Signe Pierce and Alli Coates’ American Reflexxx (2013) has been the subject of an article on The Devi, which investigates its continuing importance over 5 years later.
Signe Pierce: A Fierce Female Multimedia Artist You Need To Know About
By Stefanie Regina Dietzel
Of Cyborgs, Sexualisation, and Aggression against the Unknown
Imagine being on holiday. You’re walking down a crowded boulevard by the beach. You see a person with long blonde hair. They’re wearing a blue skintight dress, and a silver mask that covers their face. What do you do?
1. You ask them to have sex with you. (With the mask on, of course!)
2. You yell “It’s a SHIM!”, and make other assumptions about their gender.
3. You try to rip the mask off because you really can’t stand not knowing their gender.
4. You push them so they fall to the ground.
Who the hell came up with the first four options!?
If you chose number five, you may be shocked to hear that none of the other answers were made up. These are exactly what happened during a one hour performance by Signe Pierce back in 2013, American Reflexxx; a work that’s still relevant today.
Signe Pierce (born 1988)
New York based artist Signe Pierce defines herself as a “Reality Artist”, using reality as her canvas. In her work she poses questions regarding gender, identity, and sexuality. For her performances, she deliberately adapted patriarchal beauty ideals – she lost weight, dyed her hair platinum blonde, and surrounded herself with all things pink. The self-appointed “Cyborg Barbie” wanted to infiltrate the idea of femininity – by becoming it. She wanted to make art that oozed conventional femininity, and in doing so: challenge our idea of it.
American Reflexxx was filmed by Alli Coates, Pierce’s partner at that time. The fully unscripted video started as a social experiment: Pierce would walk around the neon-lit promenades of Myrtle Beach, South Carolina; wearing high heels, a blue dress, and a silver mask. Through the duration of one hour, the piece is documenting harmful attitudes towards gender and sexuality – see answers one through four for examples. Pierce stayed silent for the duration of the performance. This is an extreme case of the artist using her body for her work, calling attention to the ways the female body is objectified.
With Pierce being so much at the mercy of the crowd, it is reminiscent of performances like Marina Abramović’s Rhythm 0 or Yoko Ono’s Cut Piece.
Availability of the Female Body
Sexualised bodies, especially female, are all around us in the media. They seem available, always there to view, judge and enjoy. The shocking confidence with which one man declares his plans to sleep with Pierce during her performance shows how the lines between that availability in the media and real life are blurred. The mask provides some kind of anonymity: the face behind the mask doesn’t matter so much to the observer as the body attached to it. This degrades Pierce to a mere object.
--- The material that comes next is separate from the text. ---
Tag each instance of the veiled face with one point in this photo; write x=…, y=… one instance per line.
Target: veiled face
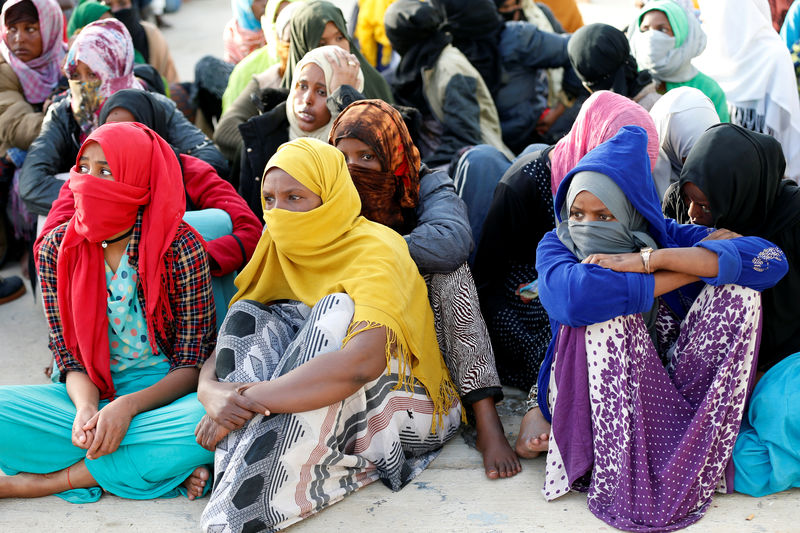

Later in the video, a woman pushes Pierce so hard that she falls to the ground; her knee bleeding. The initial intention behind American Reflexxx was to film something “pretty”, while taking the “cyborg” from digital into the real world. Even though the artist duo had anticipated a few catcalls, or perhaps some light crowd interaction, this angry mob mentality came most unexpectedly.
Fear of the Unknown
It was not only Pierce’s body that provoked the masses. The mask that fully covered her face seemed to become an issue of its own. People didn’t know what to make of such a person. Were they a man, a woman, someone with a trans identity? Was that person ugly or pretty? They were eager to find out, as if knowing would give them more or less justification to exercise hostile behaviour. Confusion so easily turns into hate.
Yet the artist knew that she would not give them the satisfaction of revealing her face. For her, they didn’t have the right to demand so, nor did they deserve to be relieved of their fears for the unknown. The fear of not knowing what might be hidden under that mask, or to make a very current real-world comparison, that headscarf.
The film itself is only the first part of the project – the reactions to the video posted online the second. Commenters weren’t holding back their anger towards Pierce’s aggressors, and even wished violence upon them. But this wasn’t the reaction the artists wanted to evoke. They hoped for a greater sense of courage and community, of standing up for those treated badly for being who they are. Being fearless in voicing your convictions against injustice is how change happens. It’s not about ignoring the dangers the video demonstrated, but more about creating awareness. Pieces such as Pierce’s performance help to spark a dialogue extending beyond the perimeters of the art world.
Signe Pierce received her BFA from the School of Visual Arts in 2011. Pierce debuted at Annka Kultys Gallery in 2017 with “Faux Realities”, an exhibition of 30 photos that questioned the nature of truth and artifice within the digital image.
Her video work and performances have been shown at MoMA, New York (2019); MdbK, Leipzig, Germany (2018); Athens Biennial, Greece (2018); Düsseldorf Photo, Germany (2018); the Palais de Tokyo in Paris (2015); Museum of Contemporary Art, Los Angeles (2014); and the New Museum, New York (2014). Despite all the implied critique about social media in her work, she is sharing her art across her online platforms to make it accessible to a wider audience beyond those who would typically visit galleries.